While working for the Montreal Canadiens, the 21-year-old Ottawa native made an analytical case for Montreal to keep P.K. Subban instead of trading him to Nashville for Weber. Montreal’s brass went ahead with the deal, and Pfeffer’s contract as an analytics consultant for the club was not renewed.
Pfeffer says he holds no ill will toward the Canadiens, “a world-class organization,” and was not told his firing had anything to do with his strong (and overruled) position on this summer’s blockbuster trade.
The number cruncher explained to Ken Campbell of The Hockey News some details of his Weber-Subban report Monday, then later regretted his choice of words.
“There’s nothing wrong with being average in the NHL,” Pfeffer told THN. “An average NHLer is worth a heck of a lot, and that’s what Shea Weber is.”
Pfeffer published the following statement on his Twitter account:
In the THN piece, Pfeffer explained that Weber’s 5-on-5 goal differential with the Predators is 0.18 per cent, which means Nashville is roughly as effective when Weber is on the ice as when he’s not. Subban’s goal differential is 3.14 — although we believe that discrepancy might be partially attributed to the Predators’ superior team depth.
“In my model that evaluates Shea Weber, very, very little of it has to do with shot differential at this point in his career,” Pfeffer told Campbell.
“With his experience, you really need to only look at goal differential to measure his impact. You only need Corsi if you don’t have a large enough sample size to evaluate goals. My analysis of Shea Weber had very little to do with Corsi. It’s easy to hate on Corsi, but [Weber] is not a good goal-differential guy either. He’s not pushing the needle in terms of how many goals the Nashville Predators score and get scored on when he’s on the ice. He’s good, he’s serviceable, but he doesn’t really push the needle on either side.”
The serviceable Weber has won gold medals for Canada at the world junior and world championship levels, plus two more golds from the Olympic Games. Four times he’s been named to the NHL’s first or second team all-star squad, and he possesses the scariest slap shot in the world. Team Canada chose Weber and not Subban to represent the country at the upcoming World Cup of Hockey.
Montreal forward Brendan Gallagher, for one, sounds amped up by Weber’s addition to the Habs.

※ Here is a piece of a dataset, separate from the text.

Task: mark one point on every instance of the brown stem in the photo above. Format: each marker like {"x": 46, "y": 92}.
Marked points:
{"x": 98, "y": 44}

He raved to NHL.com Monday about the D-man’s leadership and the options his fearsome slapper opens up.
“You don’t just make that trade to make it, but when you get the opportunity to bring in a player who can do everything that Shea does, well, we’re excited about adding him to our group,” Gallagher told Dave Stubbs.
“Defensively, he’s a pain to play against. He’s going to wear you down, he’s going to drive you into the corner, he’s going to make it a tough night.”